I want to support a couple of teachers using googledocs in the following ways:

1. for the teacher to help a student edit his writing by inserting sggestions

2. for a group of students to jointly construct a text with the aim to increase use of academic vocab

Do any of you have experience of such uses of google doc - and any suggestions?



  • Allanah King (View all users posts) 14 Aug 2012 4:55pm ()

    Yes- I use Google Docs all the time.

    Do you have a specific question I can help with???

    WE just did this last week


    which works equally well with adults and children alike.




  • Suzie Vesper (View all users posts) 14 Aug 2012 5:33pm ()

    Hi Juliet,

    We do exactly this in our online ELL programme.  The students type into the Google Doc and then we highlight sections of the text and insert a comment. The students then can read the comment, make the adjustments, and then click 'Resolve' if they think they have done it.  If I need to reopen the comment again because they haven't done as great a job as they thought, then I can go to 'Comments' at the top right of the document, and find the comment to reopen. We have also had the students peer editing each other's work this way and found this was really motivating for the students with many going back to rewrite sections of their work after seeing how others had approached the topic.

    As for joint construction, you can have many people editing a Google doc simultaneously but this can get a little messy if you don't have some systems in place first such as when each person should be typing and where on the page they should type.   You can also have the doc available for different students to come in to at different times to continue working on the text after setting up the activity as a group. We use interactive clozes and have a class discussion around the target language before assigning students paragraphs to work on each within the doc. This could be one way of approaching it.

  • Breda Matthews (View all users posts) 19 Dec 2014 10:17pm ()

    Hi Juliet,

         Here is link to a PPT that may help you with this. 

    Joint construction is a little more challenging unless you are doing this live in classroom and using Google docs as the writing space. As you know joint construction usually involves students telling a teacher what to write and the teacher writes, or rephrases, the students' suggestions. There are a number of different techniques that do slightly different things e.g.  a small group of students writing collaboratively, several students writing their own text on the same topic. Get in touch if you want to know more.

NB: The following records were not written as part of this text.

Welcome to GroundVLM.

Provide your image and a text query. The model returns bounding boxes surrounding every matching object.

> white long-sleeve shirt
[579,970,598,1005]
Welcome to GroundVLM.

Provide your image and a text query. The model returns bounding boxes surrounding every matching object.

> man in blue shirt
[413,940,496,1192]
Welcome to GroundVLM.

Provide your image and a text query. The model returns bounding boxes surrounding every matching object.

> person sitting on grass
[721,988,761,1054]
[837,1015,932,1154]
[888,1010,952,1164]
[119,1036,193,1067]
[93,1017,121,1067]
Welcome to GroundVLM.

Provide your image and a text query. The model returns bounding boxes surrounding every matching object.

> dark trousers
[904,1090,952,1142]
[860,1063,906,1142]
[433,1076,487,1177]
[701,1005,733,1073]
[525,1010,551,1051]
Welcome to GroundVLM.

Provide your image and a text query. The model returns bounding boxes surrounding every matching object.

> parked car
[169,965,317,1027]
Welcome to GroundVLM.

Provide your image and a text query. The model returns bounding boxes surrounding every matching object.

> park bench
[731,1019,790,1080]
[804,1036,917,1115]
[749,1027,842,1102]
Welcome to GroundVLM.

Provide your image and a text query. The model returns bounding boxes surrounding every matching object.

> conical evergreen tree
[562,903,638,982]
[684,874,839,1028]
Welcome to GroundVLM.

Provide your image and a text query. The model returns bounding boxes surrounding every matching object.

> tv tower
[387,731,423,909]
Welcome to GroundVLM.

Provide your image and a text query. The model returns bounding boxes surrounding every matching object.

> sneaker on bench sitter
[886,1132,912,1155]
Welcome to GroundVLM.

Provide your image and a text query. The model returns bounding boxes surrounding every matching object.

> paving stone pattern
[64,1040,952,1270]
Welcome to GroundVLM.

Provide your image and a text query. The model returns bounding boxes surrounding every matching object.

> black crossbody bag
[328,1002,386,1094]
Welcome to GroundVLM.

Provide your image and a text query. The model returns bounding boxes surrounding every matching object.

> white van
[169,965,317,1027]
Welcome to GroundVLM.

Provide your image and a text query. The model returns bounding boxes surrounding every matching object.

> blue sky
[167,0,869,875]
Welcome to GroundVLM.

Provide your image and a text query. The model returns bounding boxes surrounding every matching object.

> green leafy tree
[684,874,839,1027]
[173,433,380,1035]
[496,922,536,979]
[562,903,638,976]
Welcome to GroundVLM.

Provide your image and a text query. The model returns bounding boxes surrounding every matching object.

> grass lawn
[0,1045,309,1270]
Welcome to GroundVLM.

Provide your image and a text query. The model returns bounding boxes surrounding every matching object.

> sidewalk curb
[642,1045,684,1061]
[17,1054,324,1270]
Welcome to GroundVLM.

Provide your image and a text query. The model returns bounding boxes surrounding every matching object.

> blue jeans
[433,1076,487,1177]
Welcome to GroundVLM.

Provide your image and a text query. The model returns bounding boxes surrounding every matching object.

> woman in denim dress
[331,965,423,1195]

  • Annette Vartha (View all users posts) 04 Mar 2015 9:40pm ()

    If you create a google document and insert a table with two columns and a row each for your students - they will all be able to work on the google document at the same time.

      What did you do over the weekend?

    I had a lovely weekend and went to shopping.

    Peer marked by Karen


    As the students have their own cell to work in the document doesn't jump about and get messy!  I ask the students to write - giving them a timeframe.  It is very interesting to see the differences in what they produce.  You can also see the progress of the whole class at the same time!!

    After they have written I ask them to peer check their work by having a discussion about their paragraphs.  The person who marked it writes their name at the end of the paragraph.  I ask them to cross out words rather than delete them so there is a reminder of what not to do.  The peer marker uses green font to do the changes.

    I make comments along the way.

    You can use the first table you create as a template - just copy it (File, Make a copy) and delete the responses of the copied file and keep the names of the students in the left hand column (of course!) .  Then simply change the question or topic you want them to write about - and you have a blank form ready to go - done!